In 2010, Schissler relocated the company to Las Vegas, citing multiple reasons, including his frequent travels to Las Vegas for trade conventions, business-friendly tax climates and the ability to have low-cost laboratory space near the airport. Schissler also served as the founder and president of China Stem Cells, Inc., a stem cell storage facility in northeast China. In 2011, CBAI acquired two cord blood companies based in Chicago - Reproductive Genetics Institute, Inc, and NeoCells.

=== Private Investor ===
Schissler is a Founder and Managing Member of Multiple Private Investment funds. Investing since 2015, his funds are privately held "super value" funds focused on small to mid-cap companies, with an investment focus on companies exhibiting significant growth potential.

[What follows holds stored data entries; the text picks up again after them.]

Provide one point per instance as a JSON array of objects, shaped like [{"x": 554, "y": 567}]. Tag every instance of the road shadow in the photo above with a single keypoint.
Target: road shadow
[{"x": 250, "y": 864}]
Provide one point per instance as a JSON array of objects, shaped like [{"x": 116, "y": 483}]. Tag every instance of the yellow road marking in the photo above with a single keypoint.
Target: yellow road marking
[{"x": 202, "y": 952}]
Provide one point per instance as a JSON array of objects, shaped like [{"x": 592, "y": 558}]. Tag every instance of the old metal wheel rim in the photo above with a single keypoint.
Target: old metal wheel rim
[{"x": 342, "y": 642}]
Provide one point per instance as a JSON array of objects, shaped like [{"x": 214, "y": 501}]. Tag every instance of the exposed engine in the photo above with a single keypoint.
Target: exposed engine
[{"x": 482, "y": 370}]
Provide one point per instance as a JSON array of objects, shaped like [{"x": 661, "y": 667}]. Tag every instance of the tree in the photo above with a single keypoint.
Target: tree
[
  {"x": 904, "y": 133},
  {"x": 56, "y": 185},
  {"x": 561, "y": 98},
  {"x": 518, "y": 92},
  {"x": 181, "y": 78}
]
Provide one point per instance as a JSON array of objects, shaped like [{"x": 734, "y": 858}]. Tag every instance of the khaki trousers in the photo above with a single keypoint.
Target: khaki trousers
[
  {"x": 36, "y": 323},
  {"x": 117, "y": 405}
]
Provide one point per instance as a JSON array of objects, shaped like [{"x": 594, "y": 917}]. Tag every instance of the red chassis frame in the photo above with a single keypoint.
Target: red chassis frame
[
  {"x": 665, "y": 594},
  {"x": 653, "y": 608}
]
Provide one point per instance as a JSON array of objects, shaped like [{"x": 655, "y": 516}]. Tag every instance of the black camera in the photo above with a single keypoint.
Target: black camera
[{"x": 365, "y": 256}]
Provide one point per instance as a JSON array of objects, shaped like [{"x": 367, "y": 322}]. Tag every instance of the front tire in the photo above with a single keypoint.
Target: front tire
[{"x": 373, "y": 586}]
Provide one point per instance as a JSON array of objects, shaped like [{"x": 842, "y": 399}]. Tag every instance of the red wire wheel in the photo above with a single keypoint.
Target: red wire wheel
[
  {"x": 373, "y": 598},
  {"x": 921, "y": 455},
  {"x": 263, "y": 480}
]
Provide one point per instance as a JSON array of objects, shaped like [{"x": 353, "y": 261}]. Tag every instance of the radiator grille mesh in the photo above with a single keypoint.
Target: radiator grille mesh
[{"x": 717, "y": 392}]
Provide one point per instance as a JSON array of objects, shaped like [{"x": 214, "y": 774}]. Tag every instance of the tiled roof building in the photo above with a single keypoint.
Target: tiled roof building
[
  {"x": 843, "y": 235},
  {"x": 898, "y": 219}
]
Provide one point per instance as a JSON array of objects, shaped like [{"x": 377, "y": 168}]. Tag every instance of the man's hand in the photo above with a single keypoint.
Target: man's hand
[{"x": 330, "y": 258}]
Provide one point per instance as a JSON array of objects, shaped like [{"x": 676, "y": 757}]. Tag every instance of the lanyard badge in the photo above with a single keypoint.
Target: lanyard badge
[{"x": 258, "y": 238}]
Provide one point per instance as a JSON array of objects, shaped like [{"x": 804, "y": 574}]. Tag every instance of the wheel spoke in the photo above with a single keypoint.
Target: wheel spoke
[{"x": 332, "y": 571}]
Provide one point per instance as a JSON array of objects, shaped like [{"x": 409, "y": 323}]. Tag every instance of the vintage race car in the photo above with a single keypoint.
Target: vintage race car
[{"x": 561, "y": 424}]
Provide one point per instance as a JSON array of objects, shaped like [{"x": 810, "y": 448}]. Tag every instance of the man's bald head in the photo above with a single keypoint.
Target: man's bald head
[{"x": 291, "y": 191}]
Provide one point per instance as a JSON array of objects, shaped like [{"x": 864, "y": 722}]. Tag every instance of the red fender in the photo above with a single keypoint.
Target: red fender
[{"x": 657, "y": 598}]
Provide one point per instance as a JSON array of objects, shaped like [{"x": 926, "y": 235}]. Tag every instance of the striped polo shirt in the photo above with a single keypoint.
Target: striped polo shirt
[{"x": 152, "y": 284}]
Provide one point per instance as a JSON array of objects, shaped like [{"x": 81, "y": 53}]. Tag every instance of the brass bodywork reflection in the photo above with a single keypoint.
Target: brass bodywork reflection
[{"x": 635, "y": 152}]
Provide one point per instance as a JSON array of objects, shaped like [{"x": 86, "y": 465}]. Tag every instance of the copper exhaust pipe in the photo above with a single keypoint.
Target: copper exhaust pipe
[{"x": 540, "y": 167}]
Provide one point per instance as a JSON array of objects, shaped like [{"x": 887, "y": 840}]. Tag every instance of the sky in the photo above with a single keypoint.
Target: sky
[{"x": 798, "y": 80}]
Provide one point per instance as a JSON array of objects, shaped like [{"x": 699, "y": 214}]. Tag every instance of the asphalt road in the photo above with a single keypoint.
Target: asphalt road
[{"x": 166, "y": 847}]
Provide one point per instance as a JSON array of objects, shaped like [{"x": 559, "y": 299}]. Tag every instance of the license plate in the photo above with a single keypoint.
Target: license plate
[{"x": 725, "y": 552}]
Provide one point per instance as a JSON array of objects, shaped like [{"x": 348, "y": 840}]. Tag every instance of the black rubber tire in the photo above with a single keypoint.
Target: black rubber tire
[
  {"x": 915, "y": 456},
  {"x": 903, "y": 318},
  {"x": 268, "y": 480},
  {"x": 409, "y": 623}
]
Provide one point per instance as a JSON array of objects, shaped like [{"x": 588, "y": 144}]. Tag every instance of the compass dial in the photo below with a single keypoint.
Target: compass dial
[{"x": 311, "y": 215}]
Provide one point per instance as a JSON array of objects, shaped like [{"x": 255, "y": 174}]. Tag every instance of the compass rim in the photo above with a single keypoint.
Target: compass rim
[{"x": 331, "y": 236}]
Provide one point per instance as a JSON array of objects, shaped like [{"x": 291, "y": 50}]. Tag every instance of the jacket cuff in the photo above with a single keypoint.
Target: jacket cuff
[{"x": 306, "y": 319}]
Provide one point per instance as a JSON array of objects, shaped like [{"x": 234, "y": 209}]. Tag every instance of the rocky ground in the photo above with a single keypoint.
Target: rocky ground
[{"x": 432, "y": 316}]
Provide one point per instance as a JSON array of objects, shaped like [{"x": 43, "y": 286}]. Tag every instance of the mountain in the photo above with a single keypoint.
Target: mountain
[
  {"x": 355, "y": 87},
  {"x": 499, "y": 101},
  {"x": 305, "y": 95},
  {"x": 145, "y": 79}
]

=== Work Your Core Investments, LLC ===
Schissler is a Founder and Managing Member of Work Your Core Investments (WYC), LLC. Founded in 2021, WYC is a privately held fund focused on purchasing or investing in franchises and other fitness related concepts, with an investment focus on unique performance concepts exhibiting significant growth potential.

=== Aztec Airways  ===
In 2021, Schissler became a member of the Board of Directors for Aztec Airways of Fort Lauderdale, Florida. Aztec Airways was formed in 1998, and is certificated by the United States Federal Aviation Administration under FAR part 135 as an On-Demand/Commuter Scheduled US Air Carrier.

==Affiliations==
In 2011, Schissler was named chairman of the Biotech Committee for the Nevada Development Authority. He has also served on the board of advisors for the Las Vegas Science Festival and the board of directors for the Las Vegas Natural History Museum, and is a member of the Karma Foundation.

==Awards==
In 2008, Schissler was a finalist for the Ernst and Young Entrepreneur of the Year Award.